Counter to that: CSPI supports its rebuttal with a statement that “the overwhelming majority” of the 7,700 comments to its citizen petition, submitted to FDA in August 2022, backed the petition’s request for such front-of-package nutrition labeling (FOPNL) of added sugar, sodium, and saturated fat. With a focus on both the CBA/FMI legal and scientific foci, the CSPI arguments dispute the CBA/FMI assertion of FDA’s lack of authority to mandate the labeling, stating that “mandatory FOPNL is a natural outgrowth of the nutrition labeling that FDA already regulates” and that the CBA/FMI “arguments only affirm that FDA has both authority and a sound scientific basis to move forward expeditiously with a rulemaking to require such labeling.”

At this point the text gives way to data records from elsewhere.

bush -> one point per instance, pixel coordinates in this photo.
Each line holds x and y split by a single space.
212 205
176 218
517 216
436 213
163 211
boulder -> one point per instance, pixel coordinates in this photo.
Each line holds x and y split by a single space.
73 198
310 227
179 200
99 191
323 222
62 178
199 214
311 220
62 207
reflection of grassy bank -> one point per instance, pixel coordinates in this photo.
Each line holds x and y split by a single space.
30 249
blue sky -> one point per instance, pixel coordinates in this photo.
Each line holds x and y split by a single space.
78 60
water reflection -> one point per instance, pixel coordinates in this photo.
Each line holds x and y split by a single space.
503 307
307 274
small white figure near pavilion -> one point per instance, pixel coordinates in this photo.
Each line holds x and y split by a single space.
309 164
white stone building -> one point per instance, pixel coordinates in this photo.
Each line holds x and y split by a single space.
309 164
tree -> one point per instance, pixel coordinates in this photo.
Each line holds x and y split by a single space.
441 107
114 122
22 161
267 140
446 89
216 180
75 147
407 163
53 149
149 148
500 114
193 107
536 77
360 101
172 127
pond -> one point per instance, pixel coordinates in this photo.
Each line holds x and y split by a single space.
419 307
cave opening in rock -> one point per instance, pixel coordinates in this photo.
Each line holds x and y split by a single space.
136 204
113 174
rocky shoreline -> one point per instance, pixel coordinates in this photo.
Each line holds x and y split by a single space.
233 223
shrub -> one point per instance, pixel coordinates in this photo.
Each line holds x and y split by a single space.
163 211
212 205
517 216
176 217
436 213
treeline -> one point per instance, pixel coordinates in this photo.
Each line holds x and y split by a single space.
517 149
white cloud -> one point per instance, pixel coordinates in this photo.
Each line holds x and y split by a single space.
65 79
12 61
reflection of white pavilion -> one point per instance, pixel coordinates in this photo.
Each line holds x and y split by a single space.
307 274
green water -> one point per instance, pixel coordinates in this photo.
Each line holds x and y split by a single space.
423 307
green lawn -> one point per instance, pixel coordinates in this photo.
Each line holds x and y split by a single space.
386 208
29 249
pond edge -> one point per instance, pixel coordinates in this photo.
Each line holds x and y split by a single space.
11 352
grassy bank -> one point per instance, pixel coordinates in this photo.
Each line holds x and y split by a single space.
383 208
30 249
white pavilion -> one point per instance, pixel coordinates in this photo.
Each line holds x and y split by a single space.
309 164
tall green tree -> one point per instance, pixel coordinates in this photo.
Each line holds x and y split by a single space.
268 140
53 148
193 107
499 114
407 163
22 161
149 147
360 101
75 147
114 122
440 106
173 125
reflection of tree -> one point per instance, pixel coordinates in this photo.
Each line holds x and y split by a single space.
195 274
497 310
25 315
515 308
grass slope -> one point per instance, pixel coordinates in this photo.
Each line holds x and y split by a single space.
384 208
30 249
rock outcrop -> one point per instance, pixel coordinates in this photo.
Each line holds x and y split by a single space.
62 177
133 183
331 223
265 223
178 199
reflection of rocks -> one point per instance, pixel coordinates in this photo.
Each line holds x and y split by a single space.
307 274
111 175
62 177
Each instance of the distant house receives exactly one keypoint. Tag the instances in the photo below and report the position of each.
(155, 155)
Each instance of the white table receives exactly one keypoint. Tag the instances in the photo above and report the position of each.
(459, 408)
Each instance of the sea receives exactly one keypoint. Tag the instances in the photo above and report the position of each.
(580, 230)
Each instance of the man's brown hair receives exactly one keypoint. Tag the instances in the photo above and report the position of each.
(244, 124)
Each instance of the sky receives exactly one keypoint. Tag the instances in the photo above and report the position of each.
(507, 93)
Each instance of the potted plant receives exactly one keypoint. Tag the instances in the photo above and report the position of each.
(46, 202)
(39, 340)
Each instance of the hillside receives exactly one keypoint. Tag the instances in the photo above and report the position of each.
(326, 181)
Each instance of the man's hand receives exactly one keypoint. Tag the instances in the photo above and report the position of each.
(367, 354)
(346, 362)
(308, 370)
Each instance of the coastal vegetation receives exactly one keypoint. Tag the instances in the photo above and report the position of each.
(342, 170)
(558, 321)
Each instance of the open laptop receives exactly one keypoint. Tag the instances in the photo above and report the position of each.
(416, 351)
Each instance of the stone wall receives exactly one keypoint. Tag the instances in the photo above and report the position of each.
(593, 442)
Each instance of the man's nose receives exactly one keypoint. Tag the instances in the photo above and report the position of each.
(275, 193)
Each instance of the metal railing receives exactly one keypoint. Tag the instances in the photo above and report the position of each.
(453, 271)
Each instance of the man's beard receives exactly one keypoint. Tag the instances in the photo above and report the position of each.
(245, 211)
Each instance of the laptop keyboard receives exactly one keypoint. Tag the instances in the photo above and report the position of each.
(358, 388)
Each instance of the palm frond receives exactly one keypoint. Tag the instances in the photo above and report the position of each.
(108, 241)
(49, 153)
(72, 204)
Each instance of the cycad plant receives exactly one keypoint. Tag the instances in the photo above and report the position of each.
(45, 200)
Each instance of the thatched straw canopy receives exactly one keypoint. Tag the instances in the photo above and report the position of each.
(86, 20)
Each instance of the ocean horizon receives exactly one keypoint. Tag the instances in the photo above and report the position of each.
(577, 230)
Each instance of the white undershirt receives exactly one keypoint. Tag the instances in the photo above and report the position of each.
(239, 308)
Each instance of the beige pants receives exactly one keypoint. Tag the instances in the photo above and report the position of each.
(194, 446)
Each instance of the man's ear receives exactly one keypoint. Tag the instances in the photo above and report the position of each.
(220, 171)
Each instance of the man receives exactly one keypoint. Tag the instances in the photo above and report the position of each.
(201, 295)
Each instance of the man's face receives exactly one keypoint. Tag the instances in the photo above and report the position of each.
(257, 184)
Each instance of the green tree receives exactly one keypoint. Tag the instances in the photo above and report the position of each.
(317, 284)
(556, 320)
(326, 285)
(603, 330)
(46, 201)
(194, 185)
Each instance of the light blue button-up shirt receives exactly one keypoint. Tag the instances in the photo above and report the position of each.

Responding to the science cited by CBA/FMI, CSPI countered the CBA/FMI’s “few studies,” that an FOPNL would have no meaningful effect on consumers’ overall diet, with the CSPI petition’s inclusion of a “systematic review of more than 300 experimental studies.”
Concluding that “FDA has clear authority to require FOPNL” and that the “expansive body of scientific evidence [demonstrates] the efficacy of interpretive, nutrient-specific FOPNL at improving food choices and informing consumers,” CSPI closed with “FDA is on solid ground and should proceed with this bold effort to support consumer education and public health.”
With CSPI’s stance being supported by responses to a recent poll, along with a number of public health and consumer organizations, it will be interesting to continue to watch this space, how the two sides play out, and where FDA takes it from here. We will continue to track this debate and provide updates as applicable in the future.